Da administração de fármacos ao cenário “grey goo” – a esperança, o medo e a realidade da nanotecnologia.

Resumo:

  • A nanotecnologia envolve a manipulação ou observação da matéria em nano escala.
  • Os nanomateriais são usados actualmente em qualquer coisa, desde engenharia, roupas, protector solar, produtos domésticos, medicamentos e para auxílio na obtenção de imagens médicas e distribuição de medicamentos.
  • Embora algumas aplicações, como as nanopartículas nos protectores solares, representem baixos riscos para a saúde, outras, como nanotubos de carbono de paredes múltiplas, podem causar problemas pulmonares se inalados.
  • Nano robôs estão a ser desenvolvidos para uso em cirurgias e administração precisa de medicamentos contra o cancro.
  • Várias organizações monitorizam cuidadosamente os desenvolvimentos emergentes em nanotecnologia.
  • O cenário “grey goo” em que os nano robôs estão fora de controlo e destroem a Terra é actualmente improvável.
Da administração de fármacos ao cenário “grey goo” – a esperança, o medo e a realidade da nanotecnologia.

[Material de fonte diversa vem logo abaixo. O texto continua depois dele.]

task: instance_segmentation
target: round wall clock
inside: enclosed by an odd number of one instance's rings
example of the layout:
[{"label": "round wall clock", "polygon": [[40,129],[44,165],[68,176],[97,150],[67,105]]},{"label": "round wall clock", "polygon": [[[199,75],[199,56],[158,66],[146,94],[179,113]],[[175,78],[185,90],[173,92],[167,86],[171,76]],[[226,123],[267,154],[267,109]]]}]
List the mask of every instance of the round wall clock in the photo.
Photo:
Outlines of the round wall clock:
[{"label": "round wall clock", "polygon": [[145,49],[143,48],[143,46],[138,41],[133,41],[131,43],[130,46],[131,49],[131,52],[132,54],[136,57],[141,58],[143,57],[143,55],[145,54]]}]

O termo nanotecnologia foi cunhado já em 1974 pelo Prof. Norio Taniguchi para descrever as formas emergentes de manipulação de materiais ao nível atómico [1]. Algumas décadas mais tarde, a nanotecnologia abrange praticamente qualquer técnica, material ou dispositivo que seja fabricado ou operado em nano escala (onde um nanómetro é um bilionésimo de um metro). Avanços recentes foram feitos em nanomateriais (materiais ultrafinos ou ultra fortes que se adequam a vários fins de engenharia), nanopartículas (partículas minúsculas que podem ser usadas para melhorar a entrega de medicamentos ou imagens médicas) e robôs em nano escala (como os xeno robôs orgânicos recentemente projectado para uso médico [2]).

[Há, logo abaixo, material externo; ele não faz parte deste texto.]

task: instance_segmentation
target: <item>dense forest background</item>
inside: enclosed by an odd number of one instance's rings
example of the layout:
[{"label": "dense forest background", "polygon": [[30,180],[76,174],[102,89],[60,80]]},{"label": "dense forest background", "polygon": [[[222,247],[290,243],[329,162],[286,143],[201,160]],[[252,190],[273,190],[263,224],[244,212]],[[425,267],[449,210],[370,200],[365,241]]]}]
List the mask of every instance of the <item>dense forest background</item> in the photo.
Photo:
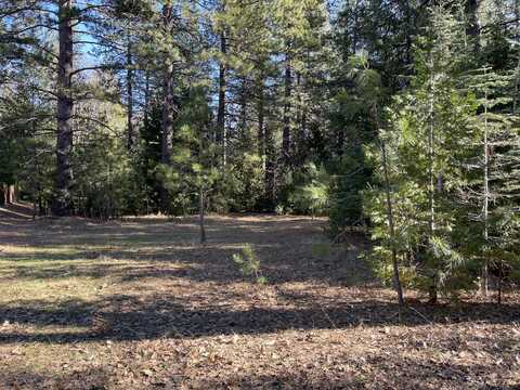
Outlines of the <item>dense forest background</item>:
[{"label": "dense forest background", "polygon": [[519,276],[520,1],[0,10],[4,203],[328,216],[401,301]]}]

Então, quais são os parâmetros destas novas tecnologias? Quais são os perigos? E quais são os benefícios propostos? Como acontece com qualquer empreendimento, há um certo equilíbrio entre riscos e ganhos previsíveis, embora alguns riscos sejam muito mais prováveis do que outros.

Os nanomateriais são fabricados em nano escala para terem propriedades específicas, como tamanho, resistência ou até a forma como interagem com a luz. Pode criar-se uma armadura ultra resistente, simplesmente organizando os átomos de uma maneira específica, ou construir pequenos robôs capazes de responder a instruções simples.

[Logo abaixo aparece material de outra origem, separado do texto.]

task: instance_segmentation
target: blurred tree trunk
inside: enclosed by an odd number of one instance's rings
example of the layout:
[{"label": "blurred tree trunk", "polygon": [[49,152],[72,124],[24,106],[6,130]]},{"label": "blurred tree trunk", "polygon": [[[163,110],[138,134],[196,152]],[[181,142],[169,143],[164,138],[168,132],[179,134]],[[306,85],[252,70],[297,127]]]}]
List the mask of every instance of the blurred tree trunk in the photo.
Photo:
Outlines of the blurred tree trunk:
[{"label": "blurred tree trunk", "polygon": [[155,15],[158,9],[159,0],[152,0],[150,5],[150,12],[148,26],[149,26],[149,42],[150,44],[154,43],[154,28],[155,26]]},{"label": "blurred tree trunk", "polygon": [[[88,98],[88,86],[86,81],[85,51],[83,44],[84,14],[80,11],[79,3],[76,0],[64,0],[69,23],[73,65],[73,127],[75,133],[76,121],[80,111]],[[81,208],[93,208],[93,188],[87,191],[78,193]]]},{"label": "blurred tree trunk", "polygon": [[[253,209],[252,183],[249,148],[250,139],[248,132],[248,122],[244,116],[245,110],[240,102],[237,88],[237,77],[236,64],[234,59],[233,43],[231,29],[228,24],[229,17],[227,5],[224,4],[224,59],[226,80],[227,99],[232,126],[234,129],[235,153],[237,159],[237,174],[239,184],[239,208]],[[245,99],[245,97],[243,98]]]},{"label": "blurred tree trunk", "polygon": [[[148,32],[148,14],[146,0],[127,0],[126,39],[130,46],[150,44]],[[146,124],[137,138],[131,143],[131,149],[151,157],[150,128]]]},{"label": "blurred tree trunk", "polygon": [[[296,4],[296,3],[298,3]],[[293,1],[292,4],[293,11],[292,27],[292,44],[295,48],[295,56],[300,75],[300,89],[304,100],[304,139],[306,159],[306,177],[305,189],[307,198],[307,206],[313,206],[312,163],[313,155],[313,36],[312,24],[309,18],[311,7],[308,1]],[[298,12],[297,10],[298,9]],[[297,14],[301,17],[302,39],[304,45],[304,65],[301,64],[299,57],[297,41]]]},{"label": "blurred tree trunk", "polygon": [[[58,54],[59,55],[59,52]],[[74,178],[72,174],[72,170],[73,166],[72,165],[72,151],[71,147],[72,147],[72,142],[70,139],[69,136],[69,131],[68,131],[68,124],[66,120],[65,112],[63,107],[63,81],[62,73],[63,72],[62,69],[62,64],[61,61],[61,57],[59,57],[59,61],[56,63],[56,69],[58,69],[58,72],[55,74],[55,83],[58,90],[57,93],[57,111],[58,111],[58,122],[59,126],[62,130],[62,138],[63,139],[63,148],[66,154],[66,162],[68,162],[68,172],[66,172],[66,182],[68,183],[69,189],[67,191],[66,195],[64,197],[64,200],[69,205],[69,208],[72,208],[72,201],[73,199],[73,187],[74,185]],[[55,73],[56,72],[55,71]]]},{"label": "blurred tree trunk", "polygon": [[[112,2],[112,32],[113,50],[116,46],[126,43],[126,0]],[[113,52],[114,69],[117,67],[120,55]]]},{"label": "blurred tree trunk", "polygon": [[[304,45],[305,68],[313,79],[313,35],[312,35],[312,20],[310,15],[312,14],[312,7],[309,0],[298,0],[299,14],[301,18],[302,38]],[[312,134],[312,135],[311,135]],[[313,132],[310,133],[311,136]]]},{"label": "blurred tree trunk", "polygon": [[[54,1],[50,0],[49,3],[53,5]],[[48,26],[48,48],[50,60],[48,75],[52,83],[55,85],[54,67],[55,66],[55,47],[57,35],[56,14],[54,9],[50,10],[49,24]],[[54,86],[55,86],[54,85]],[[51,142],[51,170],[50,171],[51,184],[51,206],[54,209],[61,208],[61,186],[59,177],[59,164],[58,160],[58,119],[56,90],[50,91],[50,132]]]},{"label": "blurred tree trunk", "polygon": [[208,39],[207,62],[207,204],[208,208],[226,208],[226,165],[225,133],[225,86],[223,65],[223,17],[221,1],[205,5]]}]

Nanotubos de carbono com paredes múltiplas são estruturas fortes e rígidas que são formadas em nano escala. Estes têm propriedades eléctricas úteis e são usados em manufacturação, embora haja preocupações crescentes de que a exposição a estes nanotubos cause danos nos pulmões [3, 4, 5]. Isto serve como um lembrete de que é necessário ter cuidado quando se lida com novos materiais, especialmente no que diz respeito aos seus efeitos sobre a saúde e o meio ambiente, com várias task forces instaladas para avaliar os potenciais riscos [6, 7].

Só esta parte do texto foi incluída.